Setelah Wan Syaifuddin, pembicara selanjutnya adalah Dr Nuraini. Ia banyak menjelaskan perjumpaan kebudayaan Melayu dan kebudayaan Bugis-Makassar. Orang Melayu banyak yang datang ke Makassar untuk erdagang, kemudian menetap dan beranak-pinak. Sementara orang Bugis-Makassar banyak yang ke tanah Melayu untuk merantau dan menetap di situ. Yang menarik adalah penjelasan Nuraini tentang motivasi merantau yang sudah dibisikkan pada anak sejak masih kecil. “Sejak kecil, orang Bugis sudah diperdengarkan berbagai petuah tentang merantau dan kembali sambil membawa kegemilangan,” katanya.
Saat sesi diskusi, ternyata ada banyak pertanyaan yang mempertanyakan ulang tentang konstruksi Melayu dan bagaimana melihatnya ketika berhadapan dengan Bugis-Makassar. Tak pelak, pandangan Wan Syaifuddin ini banyak dikritik dalam sesi diskusi. Seolah-olah pandangannya, memposisikan Bugis-Makassar sebagai subordinat atau taklukan dari Melayu. Ketika membahasakan Melayu sebagai inti kebudayaan, Syaifuddin memposisikan Melayu sebagai pusat dan daerah lainnya sebagai pinggiran. Seorang penanggap memprotes keras pernyataan itu. Penanggap ini mempertanyakan ulang klaim-klaim tersebut. “Bugis dan Makassar punya dunia sendiri.

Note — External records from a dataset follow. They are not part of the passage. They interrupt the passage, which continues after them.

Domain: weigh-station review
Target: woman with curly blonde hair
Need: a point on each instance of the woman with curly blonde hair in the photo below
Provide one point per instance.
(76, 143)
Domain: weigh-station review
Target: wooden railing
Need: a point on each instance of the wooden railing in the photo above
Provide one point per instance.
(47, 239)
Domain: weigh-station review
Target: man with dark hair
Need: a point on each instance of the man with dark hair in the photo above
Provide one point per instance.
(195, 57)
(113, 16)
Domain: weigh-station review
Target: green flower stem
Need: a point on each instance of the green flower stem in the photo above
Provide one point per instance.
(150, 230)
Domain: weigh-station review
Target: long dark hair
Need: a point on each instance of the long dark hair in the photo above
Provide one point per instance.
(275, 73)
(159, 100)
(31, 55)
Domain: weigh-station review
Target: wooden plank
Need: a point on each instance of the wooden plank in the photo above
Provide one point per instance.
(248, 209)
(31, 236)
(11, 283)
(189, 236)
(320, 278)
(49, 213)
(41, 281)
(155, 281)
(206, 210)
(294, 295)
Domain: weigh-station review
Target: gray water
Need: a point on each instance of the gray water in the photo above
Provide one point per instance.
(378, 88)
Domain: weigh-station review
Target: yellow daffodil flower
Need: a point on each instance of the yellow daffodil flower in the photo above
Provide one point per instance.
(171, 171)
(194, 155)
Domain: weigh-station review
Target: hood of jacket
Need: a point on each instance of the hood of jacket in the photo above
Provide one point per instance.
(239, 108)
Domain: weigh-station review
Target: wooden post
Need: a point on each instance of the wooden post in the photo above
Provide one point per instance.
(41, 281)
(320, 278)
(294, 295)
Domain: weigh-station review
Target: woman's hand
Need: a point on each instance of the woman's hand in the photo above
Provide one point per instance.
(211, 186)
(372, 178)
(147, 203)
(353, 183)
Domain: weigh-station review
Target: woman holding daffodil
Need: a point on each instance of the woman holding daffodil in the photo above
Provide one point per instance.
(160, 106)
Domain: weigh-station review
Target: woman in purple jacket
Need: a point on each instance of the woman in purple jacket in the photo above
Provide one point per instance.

Bukannya taklukan Melayu,” katanya.
Posisi Bugis-Makassar
Sebagaimana sudah saya tuliskan pada pertanyaan di bagian awal, dalam diskusi ini ada dua tema besar yang selalu dipertayakan. Pertama, menyoal apa saja yang menjadi batasan Melayu. Kedua, bagaimana memosisikan Melayu ketika berjumpa dengan kebudayaan-kebudayaan yang lain. Nampaknya, dua tema besar ini menjadi hal yang tak kunjung tuntas dibahas dalam diskusi yang singkat ini.
Beragamnya batasan tentang Melayu itu menunjukkan bahwa mesti ada ikhtiar untuk selalu memperkaya makna dari setiap definisi. Apa yang kita sebut sebagai Melayu tidak lebih dari satu konsep yang lahir dari berbagai pergulatan kita dengan realitas sosial termasuk sejarak serta konteks-konteks yang kemudian melahirkan pandangan tersebut. Apa yang disebut sebagai Melayu adalah konstruksi atas sesuatu. Makanya, definisi tersebut harus...................
Dalam beberapa diskusi budaya yang saya ikuti, selalu saja muncul pertanyaan adakah sesuatu yang disebut inti kebudayaan. Dalam ranah ilmu sosial, argumen ini adalah argumen yang essensialis, yang selalu melihat adanya satu inti atau kekuatan utama yang menggerakkan satu kebudayaan.